An innovative guide to living gamefully, based on the program that has already helped nearly half a million people achieve remarkable personal growth In 2009, internationally renowned game designer Jane McGonigal suffered a severe concussion. Unable to think clearly or work or even get out of bed, she became anxious and depressed, even suicidal. But rather than let herself sink further, she decided to get better by doing what she does best: she turned her recovery process into a resilience-building game.

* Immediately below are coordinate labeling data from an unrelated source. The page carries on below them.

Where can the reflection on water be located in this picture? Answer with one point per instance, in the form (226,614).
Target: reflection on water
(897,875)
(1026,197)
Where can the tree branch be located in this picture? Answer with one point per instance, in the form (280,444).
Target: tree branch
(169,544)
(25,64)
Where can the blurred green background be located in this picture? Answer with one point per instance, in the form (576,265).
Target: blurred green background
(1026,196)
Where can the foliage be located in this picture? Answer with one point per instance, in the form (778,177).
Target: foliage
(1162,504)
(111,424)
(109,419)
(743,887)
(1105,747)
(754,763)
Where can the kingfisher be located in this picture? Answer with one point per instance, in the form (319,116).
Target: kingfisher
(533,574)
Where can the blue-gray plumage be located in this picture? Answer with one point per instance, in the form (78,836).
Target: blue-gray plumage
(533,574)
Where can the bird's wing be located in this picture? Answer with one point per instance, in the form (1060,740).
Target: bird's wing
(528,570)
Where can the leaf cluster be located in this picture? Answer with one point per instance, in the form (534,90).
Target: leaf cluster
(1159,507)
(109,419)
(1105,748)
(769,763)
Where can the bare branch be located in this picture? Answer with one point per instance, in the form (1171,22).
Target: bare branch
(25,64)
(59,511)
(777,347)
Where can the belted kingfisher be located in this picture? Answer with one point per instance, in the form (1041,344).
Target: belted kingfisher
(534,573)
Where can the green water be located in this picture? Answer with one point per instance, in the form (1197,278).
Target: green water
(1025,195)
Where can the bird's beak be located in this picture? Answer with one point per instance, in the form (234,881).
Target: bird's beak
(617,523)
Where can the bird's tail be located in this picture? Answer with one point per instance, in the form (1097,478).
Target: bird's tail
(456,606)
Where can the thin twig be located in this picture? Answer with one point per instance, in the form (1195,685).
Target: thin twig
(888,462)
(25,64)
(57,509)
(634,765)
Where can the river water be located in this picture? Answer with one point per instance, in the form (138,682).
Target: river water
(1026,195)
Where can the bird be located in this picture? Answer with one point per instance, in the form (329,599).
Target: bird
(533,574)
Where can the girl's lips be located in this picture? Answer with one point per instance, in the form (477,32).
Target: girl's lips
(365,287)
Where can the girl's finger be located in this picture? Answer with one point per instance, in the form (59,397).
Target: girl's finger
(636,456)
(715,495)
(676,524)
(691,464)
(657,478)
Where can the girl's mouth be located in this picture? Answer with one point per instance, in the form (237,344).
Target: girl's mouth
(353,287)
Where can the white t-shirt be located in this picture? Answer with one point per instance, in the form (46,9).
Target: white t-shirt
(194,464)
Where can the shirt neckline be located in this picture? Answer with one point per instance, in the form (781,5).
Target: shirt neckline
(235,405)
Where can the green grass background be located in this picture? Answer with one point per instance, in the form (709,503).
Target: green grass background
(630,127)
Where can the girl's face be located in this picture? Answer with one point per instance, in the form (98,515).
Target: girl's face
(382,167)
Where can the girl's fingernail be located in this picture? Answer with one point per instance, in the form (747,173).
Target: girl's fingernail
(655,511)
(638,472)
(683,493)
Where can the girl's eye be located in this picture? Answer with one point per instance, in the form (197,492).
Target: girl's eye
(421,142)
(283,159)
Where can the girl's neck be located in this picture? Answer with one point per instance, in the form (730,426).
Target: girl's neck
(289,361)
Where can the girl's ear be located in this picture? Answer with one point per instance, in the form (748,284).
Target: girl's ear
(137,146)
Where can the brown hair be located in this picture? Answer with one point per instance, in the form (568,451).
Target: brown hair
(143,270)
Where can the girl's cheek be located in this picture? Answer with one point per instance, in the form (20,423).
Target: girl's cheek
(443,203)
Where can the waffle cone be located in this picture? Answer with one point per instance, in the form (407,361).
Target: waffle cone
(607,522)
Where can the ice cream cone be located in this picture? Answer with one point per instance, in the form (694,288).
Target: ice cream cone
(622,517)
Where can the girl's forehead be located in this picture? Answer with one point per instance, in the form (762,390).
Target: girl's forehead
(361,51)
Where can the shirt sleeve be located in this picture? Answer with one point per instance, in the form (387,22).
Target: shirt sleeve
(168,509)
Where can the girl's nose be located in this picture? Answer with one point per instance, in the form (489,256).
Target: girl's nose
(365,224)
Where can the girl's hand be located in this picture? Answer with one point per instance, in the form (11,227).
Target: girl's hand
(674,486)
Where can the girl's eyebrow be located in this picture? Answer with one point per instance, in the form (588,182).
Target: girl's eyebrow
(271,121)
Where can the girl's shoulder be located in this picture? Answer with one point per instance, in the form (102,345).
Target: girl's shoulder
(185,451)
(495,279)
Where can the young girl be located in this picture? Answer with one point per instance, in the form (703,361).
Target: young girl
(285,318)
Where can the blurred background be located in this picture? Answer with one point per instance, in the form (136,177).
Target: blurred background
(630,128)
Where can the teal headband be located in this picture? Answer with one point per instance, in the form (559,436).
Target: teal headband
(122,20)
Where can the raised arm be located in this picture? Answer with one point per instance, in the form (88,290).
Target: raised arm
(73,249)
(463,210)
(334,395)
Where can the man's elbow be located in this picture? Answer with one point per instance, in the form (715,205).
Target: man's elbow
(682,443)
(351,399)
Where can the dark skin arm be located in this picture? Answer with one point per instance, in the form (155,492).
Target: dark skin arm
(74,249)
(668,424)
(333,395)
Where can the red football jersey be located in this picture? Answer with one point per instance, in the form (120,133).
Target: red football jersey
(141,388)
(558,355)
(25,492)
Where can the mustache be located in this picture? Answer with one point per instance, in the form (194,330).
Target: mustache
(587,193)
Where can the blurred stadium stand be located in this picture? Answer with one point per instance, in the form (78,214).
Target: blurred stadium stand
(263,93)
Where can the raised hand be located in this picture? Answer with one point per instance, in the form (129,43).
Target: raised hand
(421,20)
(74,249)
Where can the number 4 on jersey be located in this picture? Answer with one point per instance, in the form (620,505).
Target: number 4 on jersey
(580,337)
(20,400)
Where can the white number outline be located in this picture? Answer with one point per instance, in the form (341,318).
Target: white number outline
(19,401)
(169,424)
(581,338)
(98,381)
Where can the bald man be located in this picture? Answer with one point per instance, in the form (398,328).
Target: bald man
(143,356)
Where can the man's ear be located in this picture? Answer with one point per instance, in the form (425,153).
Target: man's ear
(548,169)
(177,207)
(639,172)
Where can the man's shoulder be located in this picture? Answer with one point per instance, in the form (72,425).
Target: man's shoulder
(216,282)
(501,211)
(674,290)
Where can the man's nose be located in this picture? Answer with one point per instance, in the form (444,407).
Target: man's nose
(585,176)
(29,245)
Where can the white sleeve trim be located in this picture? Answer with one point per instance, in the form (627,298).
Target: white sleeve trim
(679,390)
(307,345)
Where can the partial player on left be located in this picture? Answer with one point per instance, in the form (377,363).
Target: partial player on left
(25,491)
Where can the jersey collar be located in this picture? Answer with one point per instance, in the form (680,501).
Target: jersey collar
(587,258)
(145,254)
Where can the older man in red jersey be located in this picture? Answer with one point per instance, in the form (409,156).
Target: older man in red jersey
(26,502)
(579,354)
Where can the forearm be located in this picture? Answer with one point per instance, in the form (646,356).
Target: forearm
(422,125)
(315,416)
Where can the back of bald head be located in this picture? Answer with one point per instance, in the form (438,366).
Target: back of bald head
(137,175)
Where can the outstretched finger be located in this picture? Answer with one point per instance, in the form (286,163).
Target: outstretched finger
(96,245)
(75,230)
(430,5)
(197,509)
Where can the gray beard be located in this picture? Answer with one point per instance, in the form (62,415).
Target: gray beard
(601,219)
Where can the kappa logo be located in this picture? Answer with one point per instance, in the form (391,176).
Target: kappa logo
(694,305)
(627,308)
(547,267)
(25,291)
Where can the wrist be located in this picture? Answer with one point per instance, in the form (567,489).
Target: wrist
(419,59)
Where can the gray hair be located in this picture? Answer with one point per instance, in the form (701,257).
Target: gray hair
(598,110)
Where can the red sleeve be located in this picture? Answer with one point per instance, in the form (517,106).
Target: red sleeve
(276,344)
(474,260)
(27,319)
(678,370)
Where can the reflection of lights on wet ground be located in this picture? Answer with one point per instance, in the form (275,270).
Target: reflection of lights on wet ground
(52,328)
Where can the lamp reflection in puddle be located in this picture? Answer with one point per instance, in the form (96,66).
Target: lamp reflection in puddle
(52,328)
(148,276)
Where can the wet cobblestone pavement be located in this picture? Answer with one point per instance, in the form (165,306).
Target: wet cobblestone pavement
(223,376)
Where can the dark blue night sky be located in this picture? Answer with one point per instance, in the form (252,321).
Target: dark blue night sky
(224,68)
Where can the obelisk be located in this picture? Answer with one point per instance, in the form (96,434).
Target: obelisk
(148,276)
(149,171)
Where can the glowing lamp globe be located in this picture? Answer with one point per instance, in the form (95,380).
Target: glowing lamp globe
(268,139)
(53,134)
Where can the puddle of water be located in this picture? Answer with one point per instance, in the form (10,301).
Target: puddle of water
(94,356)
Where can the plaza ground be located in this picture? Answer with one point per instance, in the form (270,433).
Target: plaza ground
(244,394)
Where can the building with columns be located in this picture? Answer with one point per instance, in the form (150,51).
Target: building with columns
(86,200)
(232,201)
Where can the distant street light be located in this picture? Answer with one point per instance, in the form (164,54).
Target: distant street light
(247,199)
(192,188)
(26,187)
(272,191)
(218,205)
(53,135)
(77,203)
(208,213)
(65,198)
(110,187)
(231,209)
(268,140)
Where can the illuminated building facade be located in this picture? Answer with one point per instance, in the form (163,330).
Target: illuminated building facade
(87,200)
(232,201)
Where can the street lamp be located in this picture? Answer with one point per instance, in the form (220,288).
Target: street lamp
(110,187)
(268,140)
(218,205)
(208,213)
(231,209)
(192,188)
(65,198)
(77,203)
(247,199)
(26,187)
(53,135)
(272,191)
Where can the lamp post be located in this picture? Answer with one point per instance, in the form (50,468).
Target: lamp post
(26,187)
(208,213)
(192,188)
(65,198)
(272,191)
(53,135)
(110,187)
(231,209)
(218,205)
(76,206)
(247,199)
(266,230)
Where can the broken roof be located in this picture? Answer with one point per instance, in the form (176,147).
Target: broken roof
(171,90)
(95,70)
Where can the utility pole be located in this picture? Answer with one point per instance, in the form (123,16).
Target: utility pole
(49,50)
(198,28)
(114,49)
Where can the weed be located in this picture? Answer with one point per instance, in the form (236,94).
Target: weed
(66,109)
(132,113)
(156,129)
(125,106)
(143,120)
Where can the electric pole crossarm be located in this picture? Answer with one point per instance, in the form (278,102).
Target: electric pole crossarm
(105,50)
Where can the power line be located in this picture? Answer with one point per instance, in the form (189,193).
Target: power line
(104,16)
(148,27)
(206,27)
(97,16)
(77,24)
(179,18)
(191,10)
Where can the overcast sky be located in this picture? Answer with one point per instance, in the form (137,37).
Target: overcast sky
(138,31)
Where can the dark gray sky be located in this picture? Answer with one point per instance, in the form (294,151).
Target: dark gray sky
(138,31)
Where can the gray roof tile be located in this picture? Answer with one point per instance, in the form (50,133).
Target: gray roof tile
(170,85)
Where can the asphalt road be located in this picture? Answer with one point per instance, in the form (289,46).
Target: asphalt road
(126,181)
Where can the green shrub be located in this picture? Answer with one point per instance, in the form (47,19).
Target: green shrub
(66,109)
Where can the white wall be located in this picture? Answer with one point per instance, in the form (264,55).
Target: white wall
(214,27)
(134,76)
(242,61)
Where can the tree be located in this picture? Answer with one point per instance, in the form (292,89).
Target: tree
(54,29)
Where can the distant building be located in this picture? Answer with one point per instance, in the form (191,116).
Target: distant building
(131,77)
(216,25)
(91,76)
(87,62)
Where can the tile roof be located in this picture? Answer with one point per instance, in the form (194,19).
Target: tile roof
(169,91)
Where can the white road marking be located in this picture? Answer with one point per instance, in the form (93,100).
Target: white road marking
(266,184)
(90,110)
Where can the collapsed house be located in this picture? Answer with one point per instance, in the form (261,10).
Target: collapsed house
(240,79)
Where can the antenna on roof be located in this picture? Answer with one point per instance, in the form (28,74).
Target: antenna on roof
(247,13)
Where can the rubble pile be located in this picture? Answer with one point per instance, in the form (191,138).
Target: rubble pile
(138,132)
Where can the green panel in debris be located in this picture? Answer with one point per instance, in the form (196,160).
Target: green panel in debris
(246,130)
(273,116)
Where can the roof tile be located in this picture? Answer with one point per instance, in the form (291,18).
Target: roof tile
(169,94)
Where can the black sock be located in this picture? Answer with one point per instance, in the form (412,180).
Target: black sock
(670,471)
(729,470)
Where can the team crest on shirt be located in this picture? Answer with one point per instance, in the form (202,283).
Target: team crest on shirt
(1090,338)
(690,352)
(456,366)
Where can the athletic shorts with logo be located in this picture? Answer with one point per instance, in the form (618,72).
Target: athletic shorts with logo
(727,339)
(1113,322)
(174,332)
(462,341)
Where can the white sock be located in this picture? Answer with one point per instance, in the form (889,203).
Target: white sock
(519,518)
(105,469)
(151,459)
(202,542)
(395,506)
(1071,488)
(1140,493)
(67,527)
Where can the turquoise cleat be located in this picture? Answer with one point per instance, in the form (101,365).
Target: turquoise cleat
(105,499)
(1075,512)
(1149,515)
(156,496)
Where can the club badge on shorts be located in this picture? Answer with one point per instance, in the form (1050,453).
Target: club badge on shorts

What started as a simple motivational exercise quickly became a set of rules for “post-traumatic growth” that she shared on her blog. These rules led to a digital game and a major research study with the National Institutes of Health. Today nearly half a million people have played SuperBetter to get stronger, happier, and healthier. But the life-changing ideas behind SuperBetter are much bigger than just one game. In this book, McGonigal reveals a decade’s worth of scientific research into the ways all games—including videogames, sports, and puzzles—change how we respond to stress, challenge, and pain. She explains how we can cultivate new powers of recovery and resilience in everyday life simply by adopting a more “gameful” mind-set. Being gameful means bringing the same psychological strengths we naturally display when we play games—such as optimism, creativity, courage, and determination—to real-world goals. Drawing on hundreds of studies, McGonigal shows that getting superbetter is as simple as tapping into the three core psychological strengths that games help you build: • Your ability to control your attention, and therefore your thoughts and feelings • Your power to turn anyone into a potential ally, and to strengthen your existing relationships • Your natural capacity to motivate yourself and super-charge your heroic qualities, like willpower, compassion, and determination SuperBetter contains nearly 100 playful challenges anyone can undertake in order to build these gameful strengths. It includes stories and data from people who have used the SuperBetter method to get stronger in the face of illness, injury, and other major setbacks, as well as to achieve goals like losing weight, running a marathon, and finding a new job. As inspiring as it is down to earth, and grounded in rigorous research, SuperBetter is a proven game plan for a better life. You’ll never say that something is “just a game” again. From the Hardcover edition.